Complete step by step answer:
According to the given question, we are given the volume of the cylindrical tank and we have to find the dimensions of the tank such that the quantity of the metal sheet required is minimum.
Let the \[r\] be the radius of the cylindrical tank and \[h\] be the height if the cylindrical tank, then the volume is represented as \[V\] and the surface area of the tank be represented as \[S\].

Volume of the tank \[=\pi {{a}^{3}}\]
\[\Rightarrow \pi {{r}^{2}}h=\pi {{a}^{3}}\]
\[\Rightarrow {{r}^{2}}h={{a}^{3}}\]
Writing the above expression in terms of ‘h’ we get,
\[\Rightarrow h=\dfrac{{{a}^{3}}}{{{r}^{2}}}\]
Now, we will write the surface area of the cylindrical tank which we have to cover using the metal sheet. We have,
\[S=2\pi rh+\pi {{r}^{2}}\]
Substituting the value of ‘h’ in the above expression, we will get,
\[\Rightarrow S=2\pi r\left( \dfrac{{{a}^{3}}}{{{r}^{2}}} \right)+\pi {{r}^{2}}\]

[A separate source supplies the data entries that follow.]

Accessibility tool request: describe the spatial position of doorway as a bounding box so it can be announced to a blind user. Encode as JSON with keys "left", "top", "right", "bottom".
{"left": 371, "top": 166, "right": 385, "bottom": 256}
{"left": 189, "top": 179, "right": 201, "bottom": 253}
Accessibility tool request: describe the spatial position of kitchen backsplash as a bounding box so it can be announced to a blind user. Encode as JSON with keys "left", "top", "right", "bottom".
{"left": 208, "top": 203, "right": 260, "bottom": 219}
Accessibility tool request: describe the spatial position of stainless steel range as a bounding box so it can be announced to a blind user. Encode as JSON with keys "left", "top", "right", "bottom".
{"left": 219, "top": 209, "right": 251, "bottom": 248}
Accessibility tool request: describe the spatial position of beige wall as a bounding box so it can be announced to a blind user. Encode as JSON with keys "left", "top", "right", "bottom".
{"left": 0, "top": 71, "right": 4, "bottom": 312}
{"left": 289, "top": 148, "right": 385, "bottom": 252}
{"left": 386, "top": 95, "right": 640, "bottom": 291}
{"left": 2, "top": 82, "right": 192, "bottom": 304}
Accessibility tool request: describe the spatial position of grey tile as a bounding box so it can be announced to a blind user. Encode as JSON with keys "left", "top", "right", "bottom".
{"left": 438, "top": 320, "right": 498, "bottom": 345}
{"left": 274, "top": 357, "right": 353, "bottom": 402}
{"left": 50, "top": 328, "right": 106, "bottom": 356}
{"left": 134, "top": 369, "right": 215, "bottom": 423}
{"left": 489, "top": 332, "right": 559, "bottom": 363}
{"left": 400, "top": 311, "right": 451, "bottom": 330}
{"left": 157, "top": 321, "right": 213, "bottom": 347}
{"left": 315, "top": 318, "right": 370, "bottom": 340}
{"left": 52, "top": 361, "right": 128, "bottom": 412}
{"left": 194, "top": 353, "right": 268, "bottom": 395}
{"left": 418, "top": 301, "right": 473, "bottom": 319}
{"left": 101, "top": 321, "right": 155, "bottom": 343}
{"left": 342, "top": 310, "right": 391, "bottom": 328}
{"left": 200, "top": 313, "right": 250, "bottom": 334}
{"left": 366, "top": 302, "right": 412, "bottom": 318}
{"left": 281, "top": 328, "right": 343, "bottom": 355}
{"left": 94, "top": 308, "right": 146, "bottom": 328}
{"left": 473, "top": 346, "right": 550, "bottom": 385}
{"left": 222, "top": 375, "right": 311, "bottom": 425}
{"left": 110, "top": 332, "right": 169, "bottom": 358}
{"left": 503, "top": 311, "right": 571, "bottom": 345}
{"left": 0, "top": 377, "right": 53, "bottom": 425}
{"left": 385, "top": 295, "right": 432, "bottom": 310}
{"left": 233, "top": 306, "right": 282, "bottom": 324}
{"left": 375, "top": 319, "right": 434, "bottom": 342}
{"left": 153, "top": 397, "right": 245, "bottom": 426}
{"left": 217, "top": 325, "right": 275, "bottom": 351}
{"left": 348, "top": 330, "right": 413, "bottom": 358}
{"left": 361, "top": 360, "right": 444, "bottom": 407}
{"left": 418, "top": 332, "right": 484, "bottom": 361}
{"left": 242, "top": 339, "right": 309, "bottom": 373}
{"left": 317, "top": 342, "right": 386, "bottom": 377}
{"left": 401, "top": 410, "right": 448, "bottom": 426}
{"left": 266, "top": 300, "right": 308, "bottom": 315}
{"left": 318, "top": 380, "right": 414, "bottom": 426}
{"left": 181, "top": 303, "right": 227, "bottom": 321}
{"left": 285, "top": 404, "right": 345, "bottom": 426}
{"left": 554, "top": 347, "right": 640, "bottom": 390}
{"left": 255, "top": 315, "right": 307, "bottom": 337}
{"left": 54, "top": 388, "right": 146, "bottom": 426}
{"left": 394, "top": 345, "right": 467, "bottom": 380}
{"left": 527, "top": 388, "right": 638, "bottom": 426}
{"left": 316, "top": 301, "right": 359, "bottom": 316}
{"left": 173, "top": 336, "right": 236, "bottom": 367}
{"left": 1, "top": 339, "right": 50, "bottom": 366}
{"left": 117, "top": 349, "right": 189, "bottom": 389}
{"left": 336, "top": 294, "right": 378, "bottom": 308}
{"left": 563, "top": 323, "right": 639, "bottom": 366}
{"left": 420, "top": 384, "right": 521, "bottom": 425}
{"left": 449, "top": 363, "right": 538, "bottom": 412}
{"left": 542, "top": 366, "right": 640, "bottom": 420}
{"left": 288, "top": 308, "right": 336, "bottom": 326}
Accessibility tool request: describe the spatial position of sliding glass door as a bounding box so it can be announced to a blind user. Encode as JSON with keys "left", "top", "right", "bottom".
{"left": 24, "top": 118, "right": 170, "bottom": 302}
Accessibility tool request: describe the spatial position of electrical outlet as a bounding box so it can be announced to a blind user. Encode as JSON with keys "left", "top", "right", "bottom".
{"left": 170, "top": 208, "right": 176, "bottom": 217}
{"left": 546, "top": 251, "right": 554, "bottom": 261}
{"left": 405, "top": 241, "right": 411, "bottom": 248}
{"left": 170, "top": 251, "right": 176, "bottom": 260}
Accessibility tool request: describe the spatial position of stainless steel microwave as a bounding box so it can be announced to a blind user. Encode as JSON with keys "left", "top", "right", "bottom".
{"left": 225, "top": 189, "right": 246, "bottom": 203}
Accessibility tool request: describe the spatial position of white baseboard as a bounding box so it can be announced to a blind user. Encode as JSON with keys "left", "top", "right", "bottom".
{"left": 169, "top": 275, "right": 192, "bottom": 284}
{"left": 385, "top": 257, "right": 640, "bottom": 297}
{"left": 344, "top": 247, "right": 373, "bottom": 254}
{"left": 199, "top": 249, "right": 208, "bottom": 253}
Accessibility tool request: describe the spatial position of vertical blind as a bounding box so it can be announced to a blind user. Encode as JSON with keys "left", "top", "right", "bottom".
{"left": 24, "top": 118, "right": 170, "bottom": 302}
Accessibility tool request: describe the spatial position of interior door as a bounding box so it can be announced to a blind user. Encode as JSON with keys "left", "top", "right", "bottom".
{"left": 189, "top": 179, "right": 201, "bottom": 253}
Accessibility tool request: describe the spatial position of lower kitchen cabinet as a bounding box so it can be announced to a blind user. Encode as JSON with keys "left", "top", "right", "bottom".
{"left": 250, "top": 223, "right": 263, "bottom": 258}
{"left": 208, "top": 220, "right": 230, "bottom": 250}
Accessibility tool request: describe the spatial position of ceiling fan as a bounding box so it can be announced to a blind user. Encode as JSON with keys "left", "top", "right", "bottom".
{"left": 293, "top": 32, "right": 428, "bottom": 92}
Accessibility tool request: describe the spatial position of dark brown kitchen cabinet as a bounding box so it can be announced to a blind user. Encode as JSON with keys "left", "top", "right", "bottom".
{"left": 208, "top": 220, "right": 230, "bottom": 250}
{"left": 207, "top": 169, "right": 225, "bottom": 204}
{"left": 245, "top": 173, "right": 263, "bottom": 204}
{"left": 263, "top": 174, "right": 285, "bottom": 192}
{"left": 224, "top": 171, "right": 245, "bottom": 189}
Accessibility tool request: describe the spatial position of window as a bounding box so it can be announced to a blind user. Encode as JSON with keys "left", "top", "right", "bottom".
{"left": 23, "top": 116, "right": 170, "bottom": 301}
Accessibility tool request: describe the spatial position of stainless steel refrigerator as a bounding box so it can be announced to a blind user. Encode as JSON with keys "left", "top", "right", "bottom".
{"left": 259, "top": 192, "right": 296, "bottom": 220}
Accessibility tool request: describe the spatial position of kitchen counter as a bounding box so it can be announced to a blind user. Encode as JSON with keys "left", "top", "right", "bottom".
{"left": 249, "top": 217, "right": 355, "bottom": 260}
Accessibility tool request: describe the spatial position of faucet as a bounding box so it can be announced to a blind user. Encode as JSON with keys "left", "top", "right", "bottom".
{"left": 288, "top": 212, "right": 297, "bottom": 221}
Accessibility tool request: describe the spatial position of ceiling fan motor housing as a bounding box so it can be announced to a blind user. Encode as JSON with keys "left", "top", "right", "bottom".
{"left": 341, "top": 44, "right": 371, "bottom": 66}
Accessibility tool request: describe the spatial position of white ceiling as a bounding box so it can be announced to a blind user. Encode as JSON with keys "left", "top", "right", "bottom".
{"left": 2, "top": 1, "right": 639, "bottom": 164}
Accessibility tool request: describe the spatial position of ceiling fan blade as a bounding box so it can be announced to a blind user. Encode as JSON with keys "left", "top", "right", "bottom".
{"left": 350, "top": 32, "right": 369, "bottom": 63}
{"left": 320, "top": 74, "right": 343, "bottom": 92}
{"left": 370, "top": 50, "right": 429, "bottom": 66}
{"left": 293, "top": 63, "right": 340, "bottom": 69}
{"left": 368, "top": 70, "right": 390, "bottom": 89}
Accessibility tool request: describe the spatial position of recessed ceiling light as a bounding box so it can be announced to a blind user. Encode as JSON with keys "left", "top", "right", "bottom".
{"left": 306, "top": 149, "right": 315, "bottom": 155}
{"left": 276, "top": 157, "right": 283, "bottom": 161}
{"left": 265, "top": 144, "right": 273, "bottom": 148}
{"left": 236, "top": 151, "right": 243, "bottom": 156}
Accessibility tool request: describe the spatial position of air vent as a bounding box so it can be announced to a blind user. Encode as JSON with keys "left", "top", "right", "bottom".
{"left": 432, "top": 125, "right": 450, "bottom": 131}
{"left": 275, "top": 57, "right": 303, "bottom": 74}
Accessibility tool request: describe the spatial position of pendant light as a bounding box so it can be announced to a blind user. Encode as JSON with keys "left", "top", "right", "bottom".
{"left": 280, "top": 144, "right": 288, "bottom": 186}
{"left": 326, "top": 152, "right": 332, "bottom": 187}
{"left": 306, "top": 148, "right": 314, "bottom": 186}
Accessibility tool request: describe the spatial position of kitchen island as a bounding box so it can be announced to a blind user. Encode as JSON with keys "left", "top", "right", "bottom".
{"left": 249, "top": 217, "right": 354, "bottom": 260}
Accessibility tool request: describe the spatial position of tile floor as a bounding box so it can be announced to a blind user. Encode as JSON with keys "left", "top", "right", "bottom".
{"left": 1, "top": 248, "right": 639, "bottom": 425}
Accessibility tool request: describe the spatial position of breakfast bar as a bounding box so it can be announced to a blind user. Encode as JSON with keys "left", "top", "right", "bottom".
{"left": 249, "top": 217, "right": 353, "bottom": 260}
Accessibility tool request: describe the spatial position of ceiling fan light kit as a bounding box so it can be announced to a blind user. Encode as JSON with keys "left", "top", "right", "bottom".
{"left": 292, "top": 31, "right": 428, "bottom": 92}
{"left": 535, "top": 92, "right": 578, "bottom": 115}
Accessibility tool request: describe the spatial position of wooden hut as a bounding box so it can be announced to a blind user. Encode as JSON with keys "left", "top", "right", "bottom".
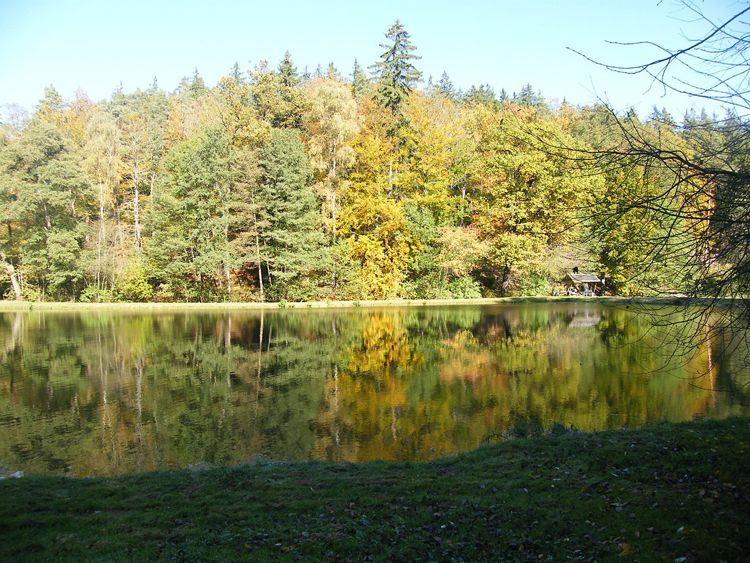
{"left": 566, "top": 273, "right": 602, "bottom": 296}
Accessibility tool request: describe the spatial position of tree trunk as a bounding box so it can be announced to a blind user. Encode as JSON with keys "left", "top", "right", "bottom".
{"left": 42, "top": 201, "right": 51, "bottom": 230}
{"left": 330, "top": 179, "right": 338, "bottom": 292}
{"left": 223, "top": 196, "right": 231, "bottom": 298}
{"left": 253, "top": 219, "right": 264, "bottom": 303}
{"left": 97, "top": 178, "right": 106, "bottom": 292}
{"left": 256, "top": 245, "right": 264, "bottom": 302}
{"left": 0, "top": 251, "right": 22, "bottom": 301}
{"left": 703, "top": 187, "right": 713, "bottom": 264}
{"left": 133, "top": 184, "right": 141, "bottom": 251}
{"left": 331, "top": 139, "right": 338, "bottom": 241}
{"left": 388, "top": 159, "right": 393, "bottom": 196}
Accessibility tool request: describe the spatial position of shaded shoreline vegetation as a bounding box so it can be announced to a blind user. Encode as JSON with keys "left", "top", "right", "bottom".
{"left": 0, "top": 20, "right": 741, "bottom": 307}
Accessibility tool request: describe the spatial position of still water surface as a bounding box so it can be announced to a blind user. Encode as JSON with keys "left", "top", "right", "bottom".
{"left": 1, "top": 303, "right": 748, "bottom": 477}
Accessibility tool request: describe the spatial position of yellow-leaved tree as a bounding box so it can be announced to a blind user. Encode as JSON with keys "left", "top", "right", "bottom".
{"left": 470, "top": 104, "right": 603, "bottom": 295}
{"left": 304, "top": 77, "right": 361, "bottom": 242}
{"left": 338, "top": 97, "right": 417, "bottom": 299}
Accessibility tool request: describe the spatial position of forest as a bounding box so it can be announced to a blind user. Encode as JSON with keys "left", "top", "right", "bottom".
{"left": 0, "top": 21, "right": 735, "bottom": 304}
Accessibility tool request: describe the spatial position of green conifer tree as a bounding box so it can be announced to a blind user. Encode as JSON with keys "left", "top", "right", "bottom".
{"left": 351, "top": 59, "right": 369, "bottom": 100}
{"left": 257, "top": 130, "right": 327, "bottom": 300}
{"left": 463, "top": 84, "right": 497, "bottom": 108}
{"left": 277, "top": 51, "right": 301, "bottom": 88}
{"left": 436, "top": 71, "right": 456, "bottom": 100}
{"left": 370, "top": 20, "right": 422, "bottom": 113}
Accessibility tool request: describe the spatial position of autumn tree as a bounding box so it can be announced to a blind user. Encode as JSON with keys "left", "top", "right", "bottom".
{"left": 338, "top": 98, "right": 416, "bottom": 299}
{"left": 304, "top": 78, "right": 360, "bottom": 240}
{"left": 569, "top": 106, "right": 692, "bottom": 295}
{"left": 399, "top": 93, "right": 472, "bottom": 222}
{"left": 81, "top": 107, "right": 121, "bottom": 300}
{"left": 394, "top": 94, "right": 478, "bottom": 297}
{"left": 164, "top": 73, "right": 217, "bottom": 147}
{"left": 108, "top": 85, "right": 169, "bottom": 254}
{"left": 35, "top": 86, "right": 68, "bottom": 131}
{"left": 436, "top": 225, "right": 488, "bottom": 297}
{"left": 304, "top": 77, "right": 361, "bottom": 292}
{"left": 0, "top": 104, "right": 30, "bottom": 141}
{"left": 470, "top": 106, "right": 601, "bottom": 294}
{"left": 214, "top": 72, "right": 269, "bottom": 149}
{"left": 250, "top": 55, "right": 309, "bottom": 129}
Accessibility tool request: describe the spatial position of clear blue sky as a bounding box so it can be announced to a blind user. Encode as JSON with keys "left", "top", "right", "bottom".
{"left": 0, "top": 0, "right": 739, "bottom": 121}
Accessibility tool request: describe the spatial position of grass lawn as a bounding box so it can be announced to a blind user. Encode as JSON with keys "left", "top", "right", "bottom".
{"left": 1, "top": 418, "right": 749, "bottom": 562}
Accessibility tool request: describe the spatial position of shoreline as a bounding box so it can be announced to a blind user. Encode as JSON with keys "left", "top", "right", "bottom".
{"left": 0, "top": 295, "right": 694, "bottom": 312}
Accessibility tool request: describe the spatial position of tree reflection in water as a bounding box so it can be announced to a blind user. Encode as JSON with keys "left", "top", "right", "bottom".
{"left": 0, "top": 303, "right": 747, "bottom": 476}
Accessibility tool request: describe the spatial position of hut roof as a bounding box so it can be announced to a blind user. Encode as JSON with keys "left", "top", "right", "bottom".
{"left": 568, "top": 273, "right": 601, "bottom": 284}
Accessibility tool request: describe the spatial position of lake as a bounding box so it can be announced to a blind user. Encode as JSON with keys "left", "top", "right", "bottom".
{"left": 1, "top": 302, "right": 748, "bottom": 477}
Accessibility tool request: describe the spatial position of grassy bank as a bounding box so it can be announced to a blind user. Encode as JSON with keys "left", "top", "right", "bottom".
{"left": 0, "top": 295, "right": 688, "bottom": 312}
{"left": 1, "top": 418, "right": 749, "bottom": 562}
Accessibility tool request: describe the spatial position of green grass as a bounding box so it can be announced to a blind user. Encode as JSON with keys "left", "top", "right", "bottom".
{"left": 2, "top": 418, "right": 749, "bottom": 562}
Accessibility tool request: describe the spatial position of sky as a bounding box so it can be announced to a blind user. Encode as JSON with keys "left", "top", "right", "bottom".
{"left": 0, "top": 0, "right": 741, "bottom": 122}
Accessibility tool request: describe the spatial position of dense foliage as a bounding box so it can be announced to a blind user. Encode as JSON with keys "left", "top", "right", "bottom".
{"left": 0, "top": 22, "right": 733, "bottom": 303}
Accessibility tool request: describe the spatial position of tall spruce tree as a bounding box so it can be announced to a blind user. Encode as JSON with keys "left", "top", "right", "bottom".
{"left": 463, "top": 84, "right": 497, "bottom": 108}
{"left": 512, "top": 83, "right": 549, "bottom": 115}
{"left": 148, "top": 127, "right": 236, "bottom": 302}
{"left": 436, "top": 71, "right": 456, "bottom": 100}
{"left": 351, "top": 59, "right": 369, "bottom": 100}
{"left": 370, "top": 20, "right": 422, "bottom": 113}
{"left": 277, "top": 51, "right": 301, "bottom": 88}
{"left": 257, "top": 129, "right": 326, "bottom": 300}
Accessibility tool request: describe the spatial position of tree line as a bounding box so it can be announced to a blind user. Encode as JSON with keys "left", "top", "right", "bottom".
{"left": 0, "top": 20, "right": 733, "bottom": 304}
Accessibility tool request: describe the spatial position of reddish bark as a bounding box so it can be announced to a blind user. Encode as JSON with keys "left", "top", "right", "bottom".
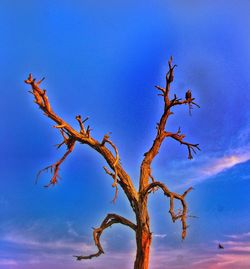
{"left": 25, "top": 57, "right": 199, "bottom": 269}
{"left": 135, "top": 228, "right": 152, "bottom": 269}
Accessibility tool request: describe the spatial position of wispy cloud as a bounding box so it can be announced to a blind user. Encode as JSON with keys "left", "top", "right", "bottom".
{"left": 201, "top": 153, "right": 250, "bottom": 177}
{"left": 2, "top": 233, "right": 94, "bottom": 253}
{"left": 150, "top": 233, "right": 250, "bottom": 269}
{"left": 0, "top": 259, "right": 18, "bottom": 266}
{"left": 188, "top": 149, "right": 250, "bottom": 185}
{"left": 206, "top": 232, "right": 250, "bottom": 268}
{"left": 66, "top": 221, "right": 80, "bottom": 238}
{"left": 153, "top": 233, "right": 167, "bottom": 238}
{"left": 225, "top": 232, "right": 250, "bottom": 240}
{"left": 159, "top": 126, "right": 250, "bottom": 189}
{"left": 0, "top": 231, "right": 134, "bottom": 269}
{"left": 185, "top": 126, "right": 250, "bottom": 186}
{"left": 2, "top": 234, "right": 250, "bottom": 269}
{"left": 170, "top": 144, "right": 250, "bottom": 189}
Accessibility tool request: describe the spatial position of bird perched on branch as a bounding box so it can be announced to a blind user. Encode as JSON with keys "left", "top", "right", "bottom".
{"left": 185, "top": 89, "right": 193, "bottom": 115}
{"left": 185, "top": 89, "right": 192, "bottom": 101}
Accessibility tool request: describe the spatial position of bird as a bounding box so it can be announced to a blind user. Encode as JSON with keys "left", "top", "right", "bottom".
{"left": 218, "top": 243, "right": 224, "bottom": 249}
{"left": 185, "top": 89, "right": 192, "bottom": 101}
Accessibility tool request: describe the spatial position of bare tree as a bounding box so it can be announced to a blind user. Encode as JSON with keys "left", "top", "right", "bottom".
{"left": 25, "top": 57, "right": 200, "bottom": 269}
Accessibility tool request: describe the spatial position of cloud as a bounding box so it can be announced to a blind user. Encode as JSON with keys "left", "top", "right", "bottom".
{"left": 2, "top": 234, "right": 250, "bottom": 269}
{"left": 206, "top": 232, "right": 250, "bottom": 268}
{"left": 2, "top": 233, "right": 94, "bottom": 253}
{"left": 173, "top": 144, "right": 250, "bottom": 188}
{"left": 66, "top": 222, "right": 80, "bottom": 238}
{"left": 158, "top": 126, "right": 250, "bottom": 189}
{"left": 225, "top": 232, "right": 250, "bottom": 240}
{"left": 153, "top": 233, "right": 167, "bottom": 238}
{"left": 201, "top": 154, "right": 250, "bottom": 177}
{"left": 149, "top": 231, "right": 250, "bottom": 269}
{"left": 0, "top": 259, "right": 18, "bottom": 266}
{"left": 215, "top": 253, "right": 250, "bottom": 268}
{"left": 0, "top": 233, "right": 134, "bottom": 269}
{"left": 185, "top": 126, "right": 250, "bottom": 186}
{"left": 193, "top": 150, "right": 250, "bottom": 183}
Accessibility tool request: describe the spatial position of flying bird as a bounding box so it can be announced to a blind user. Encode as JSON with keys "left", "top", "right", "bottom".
{"left": 218, "top": 243, "right": 224, "bottom": 249}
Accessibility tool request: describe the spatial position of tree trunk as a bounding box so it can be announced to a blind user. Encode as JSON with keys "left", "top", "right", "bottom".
{"left": 134, "top": 199, "right": 152, "bottom": 269}
{"left": 134, "top": 227, "right": 152, "bottom": 269}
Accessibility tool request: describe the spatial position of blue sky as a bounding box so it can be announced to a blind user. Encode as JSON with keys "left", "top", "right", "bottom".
{"left": 1, "top": 1, "right": 250, "bottom": 268}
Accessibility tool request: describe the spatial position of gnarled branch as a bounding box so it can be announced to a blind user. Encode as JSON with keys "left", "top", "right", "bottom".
{"left": 37, "top": 136, "right": 76, "bottom": 187}
{"left": 140, "top": 57, "right": 199, "bottom": 191}
{"left": 74, "top": 213, "right": 136, "bottom": 260}
{"left": 103, "top": 166, "right": 119, "bottom": 203}
{"left": 164, "top": 128, "right": 201, "bottom": 159}
{"left": 142, "top": 181, "right": 192, "bottom": 240}
{"left": 101, "top": 133, "right": 120, "bottom": 189}
{"left": 25, "top": 74, "right": 138, "bottom": 205}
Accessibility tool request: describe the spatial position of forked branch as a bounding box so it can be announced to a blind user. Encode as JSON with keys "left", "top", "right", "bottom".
{"left": 37, "top": 136, "right": 76, "bottom": 187}
{"left": 164, "top": 128, "right": 201, "bottom": 159}
{"left": 142, "top": 181, "right": 193, "bottom": 239}
{"left": 74, "top": 213, "right": 136, "bottom": 260}
{"left": 140, "top": 57, "right": 200, "bottom": 190}
{"left": 25, "top": 74, "right": 138, "bottom": 204}
{"left": 103, "top": 166, "right": 119, "bottom": 203}
{"left": 169, "top": 89, "right": 200, "bottom": 114}
{"left": 102, "top": 133, "right": 120, "bottom": 189}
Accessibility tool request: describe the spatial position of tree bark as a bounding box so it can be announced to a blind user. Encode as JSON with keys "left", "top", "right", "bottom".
{"left": 25, "top": 56, "right": 199, "bottom": 269}
{"left": 134, "top": 210, "right": 152, "bottom": 269}
{"left": 134, "top": 182, "right": 152, "bottom": 269}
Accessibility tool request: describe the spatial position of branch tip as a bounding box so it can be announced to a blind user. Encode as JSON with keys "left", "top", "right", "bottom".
{"left": 75, "top": 214, "right": 136, "bottom": 260}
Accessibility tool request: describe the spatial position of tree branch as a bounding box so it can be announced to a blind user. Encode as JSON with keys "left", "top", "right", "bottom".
{"left": 169, "top": 89, "right": 200, "bottom": 115}
{"left": 103, "top": 166, "right": 119, "bottom": 203}
{"left": 37, "top": 134, "right": 76, "bottom": 187}
{"left": 101, "top": 133, "right": 120, "bottom": 189}
{"left": 164, "top": 128, "right": 201, "bottom": 159}
{"left": 25, "top": 74, "right": 138, "bottom": 205}
{"left": 139, "top": 57, "right": 199, "bottom": 191}
{"left": 142, "top": 181, "right": 193, "bottom": 240}
{"left": 74, "top": 213, "right": 136, "bottom": 260}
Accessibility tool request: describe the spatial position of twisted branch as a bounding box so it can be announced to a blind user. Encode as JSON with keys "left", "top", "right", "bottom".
{"left": 75, "top": 115, "right": 89, "bottom": 134}
{"left": 140, "top": 56, "right": 199, "bottom": 191}
{"left": 164, "top": 128, "right": 201, "bottom": 159}
{"left": 37, "top": 131, "right": 76, "bottom": 187}
{"left": 102, "top": 133, "right": 120, "bottom": 193}
{"left": 25, "top": 74, "right": 138, "bottom": 204}
{"left": 142, "top": 181, "right": 193, "bottom": 239}
{"left": 103, "top": 166, "right": 119, "bottom": 203}
{"left": 74, "top": 213, "right": 136, "bottom": 260}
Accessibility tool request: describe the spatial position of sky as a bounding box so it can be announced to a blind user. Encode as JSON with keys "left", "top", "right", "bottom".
{"left": 1, "top": 1, "right": 250, "bottom": 268}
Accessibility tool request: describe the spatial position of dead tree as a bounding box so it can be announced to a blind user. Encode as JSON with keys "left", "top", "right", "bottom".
{"left": 25, "top": 57, "right": 200, "bottom": 269}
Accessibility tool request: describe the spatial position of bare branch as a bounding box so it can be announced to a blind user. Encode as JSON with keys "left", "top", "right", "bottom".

Cancelling the common terms, we will get,
\[\Rightarrow S=2\pi \dfrac{{{a}^{3}}}{r}+\pi {{r}^{2}}\]
Now, we will find the first derivative of the above expression, we will get,
\[\dfrac{dS}{dr}=2\pi {{a}^{3}}\left( -1 \right){{r}^{-2}}+2\pi r\]
\[\Rightarrow \dfrac{dS}{dr}=-2\pi {{a}^{3}}{{r}^{-2}}+2\pi r\]
Putting \[\dfrac{dS}{dr}=0\], we get,
\[-2\pi {{a}^{3}}{{r}^{-2}}+2\pi r=0\]
Rearranging the expression, we have,
\[\Rightarrow 2\pi {{a}^{3}}{{r}^{-2}}=2\pi r\]
Cancelling out the common terms across the equality, we have,
\[\Rightarrow {{a}^{3}}{{r}^{-2}}=r\]
\[\Rightarrow {{a}^{3}}={{r}^{3}}\]
Taking the cube root on either side, we get,
\[\Rightarrow a=r\]-----(1)
Now, we will find the second derivative of the surface area expression, we will get,
\[\dfrac{d}{dr}\left( \dfrac{dS}{dr} \right)=\dfrac{d}{dr}\left( -2\pi {{a}^{3}}{{r}^{-2}}+2\pi r \right)\]
Differentiating the expression further, we get,
\[\Rightarrow \dfrac{{{d}^{2}}S}{d{{r}^{2}}}=-2\pi {{a}^{3}}(-2){{r}^{-3}}+2\pi \]
\[\Rightarrow \dfrac{{{d}^{2}}S}{d{{r}^{2}}}=4\pi {{a}^{3}}{{r}^{-3}}+2\pi \]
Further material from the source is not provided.